Envidia / Envy

La mesa de la sala verde de reuniones del Comité de Seguridad Pública, en Paris, en 1793, era ovalada. No nos sorprende: lo esperábamos. Desde entonces, el comité se puso a condenar: más de mil, muchos más de mil, guillotinados lejos del centro de la atónita ciudad, para que la sangre no infectara el agua que no había otro remedio que beber. Otros, muchos años después, nos hablarían de eventos y perturbaciones de un orden opresivo, pero alrededor de esa mesa se sentaban hombres simples y asustados.

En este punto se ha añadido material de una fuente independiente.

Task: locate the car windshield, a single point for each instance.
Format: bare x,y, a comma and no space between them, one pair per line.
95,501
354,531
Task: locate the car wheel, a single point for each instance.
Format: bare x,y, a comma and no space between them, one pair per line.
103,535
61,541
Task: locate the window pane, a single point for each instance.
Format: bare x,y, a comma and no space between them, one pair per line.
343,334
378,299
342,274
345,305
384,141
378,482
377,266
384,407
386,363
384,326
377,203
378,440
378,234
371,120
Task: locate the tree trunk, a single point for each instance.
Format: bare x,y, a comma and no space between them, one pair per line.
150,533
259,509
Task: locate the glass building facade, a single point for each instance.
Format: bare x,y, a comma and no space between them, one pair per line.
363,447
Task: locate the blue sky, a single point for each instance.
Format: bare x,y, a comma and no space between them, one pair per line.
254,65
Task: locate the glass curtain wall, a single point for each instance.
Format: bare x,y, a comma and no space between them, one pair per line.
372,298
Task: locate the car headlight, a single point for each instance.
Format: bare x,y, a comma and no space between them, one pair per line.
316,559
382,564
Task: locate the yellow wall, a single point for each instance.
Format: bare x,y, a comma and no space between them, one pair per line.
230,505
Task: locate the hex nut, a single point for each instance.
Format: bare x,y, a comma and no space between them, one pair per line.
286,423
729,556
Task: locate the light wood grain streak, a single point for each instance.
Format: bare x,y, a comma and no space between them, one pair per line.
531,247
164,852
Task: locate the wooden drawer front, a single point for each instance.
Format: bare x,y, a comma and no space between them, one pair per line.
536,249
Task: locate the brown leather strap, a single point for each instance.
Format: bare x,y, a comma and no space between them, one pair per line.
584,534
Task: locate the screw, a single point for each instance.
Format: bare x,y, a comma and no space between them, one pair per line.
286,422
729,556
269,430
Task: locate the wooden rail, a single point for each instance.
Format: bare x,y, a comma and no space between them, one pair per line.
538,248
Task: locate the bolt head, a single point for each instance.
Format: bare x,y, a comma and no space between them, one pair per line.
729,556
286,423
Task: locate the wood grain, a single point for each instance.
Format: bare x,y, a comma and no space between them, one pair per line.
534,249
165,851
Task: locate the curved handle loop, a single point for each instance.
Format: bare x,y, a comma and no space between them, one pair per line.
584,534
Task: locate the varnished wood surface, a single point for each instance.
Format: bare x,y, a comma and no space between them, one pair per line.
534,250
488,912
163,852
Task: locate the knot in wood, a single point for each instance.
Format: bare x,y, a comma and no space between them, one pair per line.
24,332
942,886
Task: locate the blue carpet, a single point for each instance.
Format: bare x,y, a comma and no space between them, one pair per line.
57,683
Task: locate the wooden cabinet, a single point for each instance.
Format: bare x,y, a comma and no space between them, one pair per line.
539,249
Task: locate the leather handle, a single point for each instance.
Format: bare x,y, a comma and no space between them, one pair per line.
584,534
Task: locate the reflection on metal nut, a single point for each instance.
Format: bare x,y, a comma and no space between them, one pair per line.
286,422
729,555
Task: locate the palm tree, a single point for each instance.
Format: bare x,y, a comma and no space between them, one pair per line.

Así fue que fui dejando de creer en la cosas que creía. ¿Y qué me puse a creer? Creí que era cierto que las tropas revolucionarias vencieron en la batalla de Fleurus gracias a la información que consiguieron los observadores que habían hecho levitar en un globo aerostático, el primero: desde allí, por encima de los árboles, pudieron evaluar la trayectoria del ejército de Austria. Creí también (y sigo creyendo) que el rasgo más lamentable de mi carácter es una fuerte propensión a la envidia. Esta creencia, continuamente confirmada, me ha llevado a abandonar casi completamente el oficio de crítico: sospecho que la severidad de mis observaciones se debe a esa propensión y es, por lo tanto, injusta.